Another 2013 piece, Liberator, is an object fabricated using 3D printing – the rapid prototyping of a solid object by building it up from melted polymer, one layer at a time. The design originated with Defense Distributed, which last May made headlines worldwide when it released the files for printing the Liberator pistol, the first, fully 3D-printable gun made widely available online. The files were downloaded over 100,000 times in the two days before the U.S. Department of State Office of Defense Trade Controls Compliance demanded that they be taken down. A Liberator will be on display.
The autonomous nature of modern weapons technology is also on display in a video piece by German artist and film director Harun Farocki: Auge/Maschine II (Eye/Machine II in English).
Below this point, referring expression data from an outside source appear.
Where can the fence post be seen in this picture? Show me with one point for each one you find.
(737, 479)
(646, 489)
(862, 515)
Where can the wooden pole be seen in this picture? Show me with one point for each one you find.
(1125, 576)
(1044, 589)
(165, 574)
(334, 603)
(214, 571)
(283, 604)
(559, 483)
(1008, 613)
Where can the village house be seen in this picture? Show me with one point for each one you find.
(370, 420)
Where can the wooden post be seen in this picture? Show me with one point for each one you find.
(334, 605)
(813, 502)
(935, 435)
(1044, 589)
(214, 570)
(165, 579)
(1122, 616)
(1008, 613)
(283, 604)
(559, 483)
The 15-minute video integrates military and civilian material – some real, some imagined using special effects – underscoring how computer vision has overtaken human sight, especially as a witness to history, turning the traditional man-machine distinction into an eye-machine divide.
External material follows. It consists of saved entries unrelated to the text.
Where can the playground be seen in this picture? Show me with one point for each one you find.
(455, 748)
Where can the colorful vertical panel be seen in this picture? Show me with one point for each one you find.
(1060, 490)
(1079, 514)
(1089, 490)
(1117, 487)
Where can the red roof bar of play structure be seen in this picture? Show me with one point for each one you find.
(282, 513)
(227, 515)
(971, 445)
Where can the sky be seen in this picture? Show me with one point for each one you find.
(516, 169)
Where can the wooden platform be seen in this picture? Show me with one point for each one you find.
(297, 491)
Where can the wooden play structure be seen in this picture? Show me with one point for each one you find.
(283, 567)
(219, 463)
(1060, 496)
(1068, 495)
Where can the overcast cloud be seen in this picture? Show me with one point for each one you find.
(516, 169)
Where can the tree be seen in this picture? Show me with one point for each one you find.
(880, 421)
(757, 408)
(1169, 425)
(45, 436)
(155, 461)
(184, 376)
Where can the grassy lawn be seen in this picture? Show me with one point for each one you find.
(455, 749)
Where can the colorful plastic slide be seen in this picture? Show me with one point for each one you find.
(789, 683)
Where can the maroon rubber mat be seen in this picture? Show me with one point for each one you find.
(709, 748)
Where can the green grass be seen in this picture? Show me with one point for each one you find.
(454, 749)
The exhibition includes a series of works from the 1970s that offer new insights into the production process of artist Donald Judd. Other works on display in the gallery@calit2 include:
• Rami: Givati Brigade, Rotem Regiment, Golan Heights, Israel (2000), by Rineke Dijkstra;
• Network B (2009), generative software by Casey Reas;
• Untitled (Passenger #3), from a series of photographs of airline passengers, by John Schabel; and
• Untitled, What Followed Was Amazing Bliss (2013), a video project with custom software by Nathan Wade.
Two UC San Diego works will also be exhibited. The first is View from Curiosity, August 2012, for which Trish Stone, an artist who performs visualization research in the Qualcomm Institute, manipulated an image from NASA/Jet Propulsion Laboratory at Caltech to produce large ink-jet prints. The second work is Mass-Efficient Deployable Tensegrity Structure. Made of balsa wood and tensioned string, it was built by Robert Skelton, a professor of mechanical and aerospace engineering in the UCSD Jacobs School of Engineering. Tensegrity is a growing paradigm for designers of new materials and structures. Composed of continuous strings and sticks, structures built with tensegrity are malleable, flexible and adaptable. How they are put together can change the acoustic, mechanical or electromagnetic properties of a material.